Kumkap sahilinden başlayan eziyet çekilir gibi değildi. Aracımız neredeyse hiç yürümüyordu. Beş metre kadar yol alıp bir kaç dakika yerimizde hareketsiz durarak yürüme hızında Sirkeci yönünde gitmeye çalışıyorduk.
Arabayı oğlum kullanıyordu. Bu sırada ben de telefonumdan, Büyükşehir Belediyesi’nin yayınladığı yol durumunu gösteren haritadan yol gidişatı hakkında bilgi veriyordum. Ne kadar süre geçti bilmiyorum ama, Sarayburnu’na yaklaştığımızı gördüm ama, haritadaki yol görüntüsü hala kan kırmızıydı.
Artık yürüyemiyorduk, duruyorduk desem abartmamış olurum.
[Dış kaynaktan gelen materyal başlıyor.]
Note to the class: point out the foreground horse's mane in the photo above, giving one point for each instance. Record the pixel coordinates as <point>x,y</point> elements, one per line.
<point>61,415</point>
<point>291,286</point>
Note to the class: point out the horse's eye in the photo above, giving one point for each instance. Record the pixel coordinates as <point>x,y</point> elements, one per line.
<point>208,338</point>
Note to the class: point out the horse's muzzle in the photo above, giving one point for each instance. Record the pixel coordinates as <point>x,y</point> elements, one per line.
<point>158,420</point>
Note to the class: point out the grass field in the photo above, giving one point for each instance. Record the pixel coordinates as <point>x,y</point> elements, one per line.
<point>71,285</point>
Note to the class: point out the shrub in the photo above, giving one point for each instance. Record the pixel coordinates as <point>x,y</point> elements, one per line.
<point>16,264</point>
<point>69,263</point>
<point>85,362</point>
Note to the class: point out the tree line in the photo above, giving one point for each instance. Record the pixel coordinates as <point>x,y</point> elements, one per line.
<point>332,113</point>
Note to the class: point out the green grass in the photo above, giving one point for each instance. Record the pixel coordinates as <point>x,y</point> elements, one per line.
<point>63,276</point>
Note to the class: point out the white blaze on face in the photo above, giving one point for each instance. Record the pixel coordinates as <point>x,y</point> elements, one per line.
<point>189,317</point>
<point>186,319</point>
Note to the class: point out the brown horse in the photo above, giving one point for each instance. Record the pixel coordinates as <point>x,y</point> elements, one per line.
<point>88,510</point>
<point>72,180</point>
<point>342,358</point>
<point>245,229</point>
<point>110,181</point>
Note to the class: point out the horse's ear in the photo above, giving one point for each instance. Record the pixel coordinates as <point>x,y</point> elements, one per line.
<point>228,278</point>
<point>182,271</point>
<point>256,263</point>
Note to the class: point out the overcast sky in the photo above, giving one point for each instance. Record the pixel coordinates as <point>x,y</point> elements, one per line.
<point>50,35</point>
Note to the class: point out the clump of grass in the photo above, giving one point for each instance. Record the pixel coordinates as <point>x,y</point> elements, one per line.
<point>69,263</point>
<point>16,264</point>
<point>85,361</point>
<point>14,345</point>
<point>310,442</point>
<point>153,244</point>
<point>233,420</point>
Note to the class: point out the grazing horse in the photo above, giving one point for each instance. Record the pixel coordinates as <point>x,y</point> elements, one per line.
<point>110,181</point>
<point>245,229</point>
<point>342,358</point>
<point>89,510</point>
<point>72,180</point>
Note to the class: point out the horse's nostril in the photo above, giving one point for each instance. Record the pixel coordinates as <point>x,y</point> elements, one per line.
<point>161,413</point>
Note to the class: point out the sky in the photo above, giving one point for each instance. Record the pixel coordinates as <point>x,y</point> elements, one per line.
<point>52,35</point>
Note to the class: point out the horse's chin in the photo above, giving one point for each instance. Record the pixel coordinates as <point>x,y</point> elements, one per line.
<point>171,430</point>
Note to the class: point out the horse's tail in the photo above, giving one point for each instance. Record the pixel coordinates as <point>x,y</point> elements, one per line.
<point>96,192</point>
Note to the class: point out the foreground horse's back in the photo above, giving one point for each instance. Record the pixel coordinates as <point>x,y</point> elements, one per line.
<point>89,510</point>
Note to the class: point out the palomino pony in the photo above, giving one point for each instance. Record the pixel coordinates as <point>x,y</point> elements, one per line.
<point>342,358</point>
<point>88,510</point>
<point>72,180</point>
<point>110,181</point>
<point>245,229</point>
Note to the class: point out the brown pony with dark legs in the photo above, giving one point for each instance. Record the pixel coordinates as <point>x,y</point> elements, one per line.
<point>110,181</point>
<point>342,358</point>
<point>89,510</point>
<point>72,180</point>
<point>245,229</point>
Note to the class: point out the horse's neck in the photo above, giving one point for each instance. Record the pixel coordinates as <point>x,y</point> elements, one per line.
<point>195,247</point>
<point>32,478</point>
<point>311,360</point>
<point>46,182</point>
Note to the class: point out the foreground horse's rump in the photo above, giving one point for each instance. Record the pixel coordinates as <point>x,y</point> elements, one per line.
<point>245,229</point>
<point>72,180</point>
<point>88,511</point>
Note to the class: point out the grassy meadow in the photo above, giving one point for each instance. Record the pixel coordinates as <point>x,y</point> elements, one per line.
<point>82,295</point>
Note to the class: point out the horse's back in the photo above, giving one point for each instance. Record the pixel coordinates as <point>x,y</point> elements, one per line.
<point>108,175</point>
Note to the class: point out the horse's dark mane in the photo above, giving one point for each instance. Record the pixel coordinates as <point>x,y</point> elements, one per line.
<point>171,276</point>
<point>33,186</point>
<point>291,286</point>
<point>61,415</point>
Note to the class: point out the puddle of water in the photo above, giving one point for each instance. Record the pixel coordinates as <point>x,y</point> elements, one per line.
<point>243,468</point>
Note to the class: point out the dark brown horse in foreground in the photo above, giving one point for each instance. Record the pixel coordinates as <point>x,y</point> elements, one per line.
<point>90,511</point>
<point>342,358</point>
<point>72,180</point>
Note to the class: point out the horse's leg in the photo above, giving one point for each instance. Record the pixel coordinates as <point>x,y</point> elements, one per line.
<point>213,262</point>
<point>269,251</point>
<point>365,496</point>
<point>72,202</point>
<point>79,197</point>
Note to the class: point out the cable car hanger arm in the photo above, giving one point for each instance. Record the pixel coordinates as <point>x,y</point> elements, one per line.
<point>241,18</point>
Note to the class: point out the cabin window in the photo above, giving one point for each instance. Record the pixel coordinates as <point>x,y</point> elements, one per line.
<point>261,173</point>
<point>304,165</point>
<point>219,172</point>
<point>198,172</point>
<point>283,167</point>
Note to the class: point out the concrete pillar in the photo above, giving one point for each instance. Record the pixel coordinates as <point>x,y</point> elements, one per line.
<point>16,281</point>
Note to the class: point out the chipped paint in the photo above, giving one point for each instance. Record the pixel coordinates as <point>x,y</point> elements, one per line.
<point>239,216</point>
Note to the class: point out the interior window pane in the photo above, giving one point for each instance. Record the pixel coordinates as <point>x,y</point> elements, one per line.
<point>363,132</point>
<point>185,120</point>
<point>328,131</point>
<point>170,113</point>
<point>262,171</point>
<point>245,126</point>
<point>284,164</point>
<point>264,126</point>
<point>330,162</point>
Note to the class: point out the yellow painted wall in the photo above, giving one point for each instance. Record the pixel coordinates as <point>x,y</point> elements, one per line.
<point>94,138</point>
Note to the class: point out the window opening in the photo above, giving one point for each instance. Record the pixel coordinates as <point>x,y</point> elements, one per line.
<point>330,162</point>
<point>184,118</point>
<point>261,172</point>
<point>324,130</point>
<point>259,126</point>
Sarayburnu’na kadar olan bir birbuçuk kilometrelik yolu beş metre yürüyüp beş dakika durarak kat etmeye çalıştık.
Sarayburnu’nu geçerken saate baktım neredeyse iki saattir yoldaydık. Şirkeciyi vardığımızda tam iki buçuk saati aşmak üzereydik.
İlginç olan, Sirkeci’de sihirli bir el değmiş gibi trafik yoğunluğu azaldı. Kısacası Bakırköy’den Sirkeci’ye varabildiğimiz süre neredeyse iki buçuk saatten çok fazla idi.
Daha sonrası ise bildiğimiz cumartesi trafiği özelliğinde devam etti ve Sarıyer’e varabildik.
İşte İstanbul trafiğinden cumartesi gününe yansıyan üçbuçuk saatlik kısa bir öykü. Bu trafik kördüğümünde, insanın her tür sıkışıklığı (!) yaşayabileceği bir yaşam biçimi.